The fashion guru, best known for How To Look Good Naked, has previously spoken publicly about Alyssa, his cousin’s daughter, being diagnosed with leukaemia.
The 48-year-old presenter told This Morning on Wednesday how it has felt to have her selected for the gene therapy treatment called Car-T cell therapy after various other treatments failed to help.
He said: “You get given…the most awful news about Alyssa and it just continues and gets worse and worse and worse and after treatment and transplants and everything else, and then all of a sudden to get the news that actually science has ‘cured’ the leukaemia.
“It has been so shocking and mind blowing…You prepare for the worst as it becomes a way of dealing with what’s going on.”
Last year, he raised more than £50,000 for charity Young Lives Vs Cancer by getting his head shaved live on the ITV show.

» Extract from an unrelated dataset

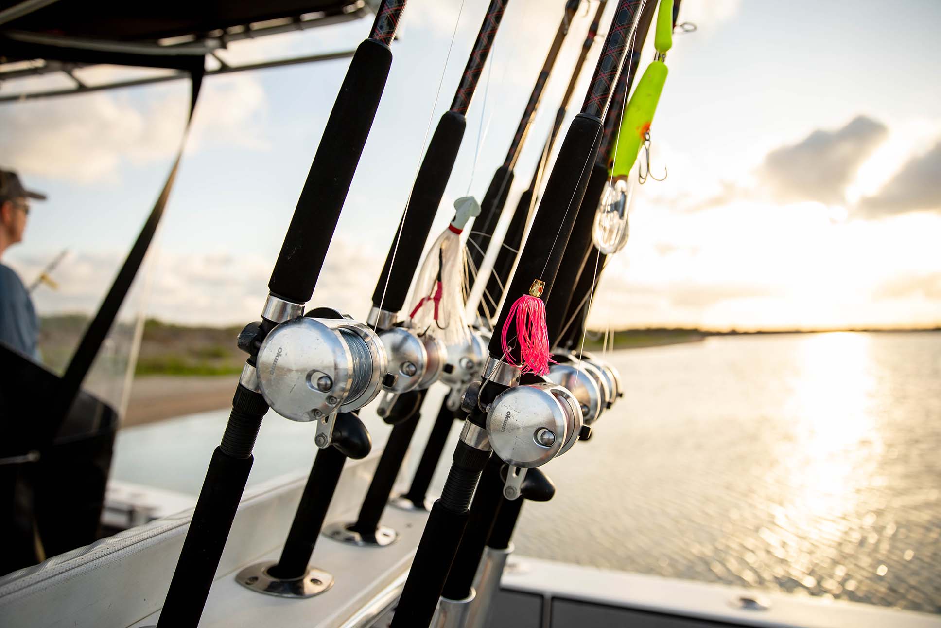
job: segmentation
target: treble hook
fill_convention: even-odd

Alyssa’s mother Kiona said, “Alyssa was diagnosed a year and a half ago and she has a very common childhood leukaemia but unfortunately conventional medicines didn’t work.
“She had the chemotherapy, she had her first bone marrow transplant (and radiotherapy) none of it worked.

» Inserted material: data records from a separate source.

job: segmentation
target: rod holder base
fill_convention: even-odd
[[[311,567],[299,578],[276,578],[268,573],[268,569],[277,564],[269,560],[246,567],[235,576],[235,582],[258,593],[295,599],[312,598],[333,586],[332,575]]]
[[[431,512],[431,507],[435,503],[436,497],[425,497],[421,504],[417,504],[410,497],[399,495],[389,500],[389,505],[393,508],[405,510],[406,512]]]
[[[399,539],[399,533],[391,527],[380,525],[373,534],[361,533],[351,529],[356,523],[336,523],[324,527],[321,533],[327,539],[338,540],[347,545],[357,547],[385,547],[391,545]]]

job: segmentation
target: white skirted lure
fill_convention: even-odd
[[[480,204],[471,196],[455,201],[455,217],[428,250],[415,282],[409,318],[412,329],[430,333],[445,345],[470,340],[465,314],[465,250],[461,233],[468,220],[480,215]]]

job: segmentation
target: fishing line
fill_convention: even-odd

“Nothing could get rid of the leukaemia…It was really tough time…and we spoke to the consultants and they said ‘the only option now really was palliative care’.
“They said ‘anything we try now will be research or new. We can’t guarantee if she’ll survive it or if it’ll work’.”
On wanting to try the treatment, Alyssa said, “If it wouldn’t help me it would help somebody else, but also it was another chance for me as well and then even just doing it, it would make such a difference to the world, even if I didn’t survive it, again, my life then would have had a meaning.”
The treatment uses someone’s own immune cells, known as T-cells, to destroy cancerous ones.
Kiona added: “At the moment, she is completely Leukaemia free.”
She also said: “On the day of the transplant…they came with this tiny little syringe and it was over in three minutes…and it had millions and millions of cells in that were going to go in and fight her leukaemia – which it did.
“It took 28 days…she was very poorly (in hospital during that time).
“(The medical staff said then) ‘we think we’ve managed to get it it all, she can now go for her bone marrow transplant’ her second one.”
Wan said: “It’s just a miracle, you cannot get your head around it can you?
“The success of this is just it’s so incredible and it’s so wonderful for science because it means we’re walking and stepping and hopefully leaping in the right direction, because of course as we know, there are millions of people, millions of families around the world going through what we’ve gone through as a family and this gives hope.”
This Morning airs weekdays from 10am on ITV1 and ITV Hub.